We Should Start Throwing Bricks Again

Seated at the bar, I’m deep in the crowd, surrounded on all sides, bodies within each square inch of me. The music is loud, inescapable–nearly unbearable. I can’t hear anything else in the world, not even the man shouting two inches away from my ear.

He melts back into the sea of bodies, and I watch him from my perch, unable to stand for too long in such terrible shoes. He’s shorter than most of the crowd around him, shaking his head to the beat and jumping back and forth. I sip the Jack & Coke, watching from the outside.

The back wall of the stage is spray-painted in loud letters–VISIBILITY MATTERS–and the words are tangible in the air. As the smoke from the stage fills the room, I watch him move his body in delight. Clad in a kickass patchwork jacket, a chain jangles at his hip with every excited bounce. The air–sweat, liquor, and residual cigarette smoke.
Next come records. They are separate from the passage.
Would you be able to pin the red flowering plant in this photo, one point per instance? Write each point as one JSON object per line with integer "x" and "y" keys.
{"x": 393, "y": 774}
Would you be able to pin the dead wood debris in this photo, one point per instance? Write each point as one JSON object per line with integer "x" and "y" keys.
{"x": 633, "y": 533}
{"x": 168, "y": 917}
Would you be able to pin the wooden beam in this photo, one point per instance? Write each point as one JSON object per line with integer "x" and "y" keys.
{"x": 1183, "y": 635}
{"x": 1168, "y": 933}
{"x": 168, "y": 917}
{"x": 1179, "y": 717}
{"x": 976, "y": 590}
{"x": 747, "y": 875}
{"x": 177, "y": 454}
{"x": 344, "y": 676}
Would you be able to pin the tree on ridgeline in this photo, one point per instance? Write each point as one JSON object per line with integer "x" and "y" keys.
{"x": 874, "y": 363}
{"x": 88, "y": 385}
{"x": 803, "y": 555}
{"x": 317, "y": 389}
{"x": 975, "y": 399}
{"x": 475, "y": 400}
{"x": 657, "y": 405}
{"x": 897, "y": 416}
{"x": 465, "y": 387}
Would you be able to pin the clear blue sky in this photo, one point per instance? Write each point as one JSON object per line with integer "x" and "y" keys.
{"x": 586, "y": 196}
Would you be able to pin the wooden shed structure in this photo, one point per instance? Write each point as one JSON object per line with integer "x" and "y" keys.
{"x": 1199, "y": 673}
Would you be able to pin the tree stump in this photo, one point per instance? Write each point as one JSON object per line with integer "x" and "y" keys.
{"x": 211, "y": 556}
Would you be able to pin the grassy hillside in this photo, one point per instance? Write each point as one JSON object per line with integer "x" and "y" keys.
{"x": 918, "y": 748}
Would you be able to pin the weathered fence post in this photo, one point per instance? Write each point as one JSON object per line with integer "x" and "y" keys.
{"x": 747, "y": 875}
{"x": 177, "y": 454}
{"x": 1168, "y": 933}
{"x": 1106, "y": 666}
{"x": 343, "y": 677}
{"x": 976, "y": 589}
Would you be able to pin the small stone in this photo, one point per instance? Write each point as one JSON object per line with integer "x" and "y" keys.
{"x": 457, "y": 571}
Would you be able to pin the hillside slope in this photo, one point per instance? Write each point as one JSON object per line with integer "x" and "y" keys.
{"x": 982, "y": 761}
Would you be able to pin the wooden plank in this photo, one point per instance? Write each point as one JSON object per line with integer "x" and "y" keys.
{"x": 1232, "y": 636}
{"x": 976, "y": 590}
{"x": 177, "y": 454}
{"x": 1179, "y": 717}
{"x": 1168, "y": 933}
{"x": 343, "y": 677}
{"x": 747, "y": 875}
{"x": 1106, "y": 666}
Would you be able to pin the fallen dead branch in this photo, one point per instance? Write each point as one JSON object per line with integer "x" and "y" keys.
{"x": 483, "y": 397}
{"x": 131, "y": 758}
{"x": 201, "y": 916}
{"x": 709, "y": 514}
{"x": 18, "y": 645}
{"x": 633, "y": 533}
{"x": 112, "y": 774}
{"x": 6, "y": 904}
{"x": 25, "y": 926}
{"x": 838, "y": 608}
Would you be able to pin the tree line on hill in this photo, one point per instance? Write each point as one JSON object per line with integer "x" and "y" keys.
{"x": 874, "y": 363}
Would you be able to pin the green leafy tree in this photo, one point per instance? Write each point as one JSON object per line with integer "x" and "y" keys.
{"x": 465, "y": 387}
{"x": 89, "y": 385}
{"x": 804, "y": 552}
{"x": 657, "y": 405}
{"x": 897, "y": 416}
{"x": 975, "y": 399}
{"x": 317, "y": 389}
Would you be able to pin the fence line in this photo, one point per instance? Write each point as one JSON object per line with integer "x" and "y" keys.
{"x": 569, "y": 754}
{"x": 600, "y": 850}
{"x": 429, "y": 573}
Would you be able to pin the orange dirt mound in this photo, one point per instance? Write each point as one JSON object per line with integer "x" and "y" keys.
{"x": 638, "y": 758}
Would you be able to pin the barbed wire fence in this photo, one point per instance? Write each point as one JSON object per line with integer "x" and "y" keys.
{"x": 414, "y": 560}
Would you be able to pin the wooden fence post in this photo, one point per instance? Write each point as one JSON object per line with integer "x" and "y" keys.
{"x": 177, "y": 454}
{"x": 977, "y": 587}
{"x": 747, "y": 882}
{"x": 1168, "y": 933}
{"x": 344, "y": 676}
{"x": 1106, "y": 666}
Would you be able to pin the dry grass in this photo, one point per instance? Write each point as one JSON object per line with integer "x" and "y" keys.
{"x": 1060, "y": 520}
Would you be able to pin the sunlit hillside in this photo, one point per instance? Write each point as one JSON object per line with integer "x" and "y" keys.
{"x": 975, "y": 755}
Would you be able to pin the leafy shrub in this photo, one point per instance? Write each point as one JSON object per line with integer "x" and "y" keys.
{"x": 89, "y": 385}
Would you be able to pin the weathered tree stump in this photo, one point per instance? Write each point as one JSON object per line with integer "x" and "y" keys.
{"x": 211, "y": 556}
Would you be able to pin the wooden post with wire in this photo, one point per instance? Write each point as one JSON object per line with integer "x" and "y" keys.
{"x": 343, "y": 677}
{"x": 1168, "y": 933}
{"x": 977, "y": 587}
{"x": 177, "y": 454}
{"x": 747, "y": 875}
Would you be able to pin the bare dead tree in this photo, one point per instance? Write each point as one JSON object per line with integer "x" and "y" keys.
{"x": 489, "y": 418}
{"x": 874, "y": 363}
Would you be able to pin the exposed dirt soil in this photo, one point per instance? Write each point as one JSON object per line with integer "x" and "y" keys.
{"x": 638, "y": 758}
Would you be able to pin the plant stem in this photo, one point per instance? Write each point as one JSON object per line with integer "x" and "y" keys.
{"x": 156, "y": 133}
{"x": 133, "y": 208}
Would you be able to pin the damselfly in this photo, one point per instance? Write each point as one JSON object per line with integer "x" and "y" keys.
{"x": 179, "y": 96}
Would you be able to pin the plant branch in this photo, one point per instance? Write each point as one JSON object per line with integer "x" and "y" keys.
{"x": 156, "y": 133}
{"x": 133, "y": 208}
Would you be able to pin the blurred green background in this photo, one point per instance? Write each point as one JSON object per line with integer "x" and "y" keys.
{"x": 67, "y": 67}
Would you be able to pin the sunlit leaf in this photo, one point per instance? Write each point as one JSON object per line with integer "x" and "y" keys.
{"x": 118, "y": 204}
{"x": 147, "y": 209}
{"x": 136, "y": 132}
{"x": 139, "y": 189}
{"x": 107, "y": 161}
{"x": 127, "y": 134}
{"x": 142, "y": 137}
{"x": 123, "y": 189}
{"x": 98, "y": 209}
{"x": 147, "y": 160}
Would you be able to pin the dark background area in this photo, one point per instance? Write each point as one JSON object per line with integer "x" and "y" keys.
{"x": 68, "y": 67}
The beat of the drum shakes me in my seat, pounding in my blood.

The group shouts together, over and over, “let’s get arrested!”

I watch them throw their fists in the air, pain and anger and something else just their own.

He said, a day or two earlier, “I think we should start throwing bricks again.”

I said, “I’ll give you all the bricks you want.”

I watch as he shouts along with the crowd. And I smile as he throws his fist like a brick in the air.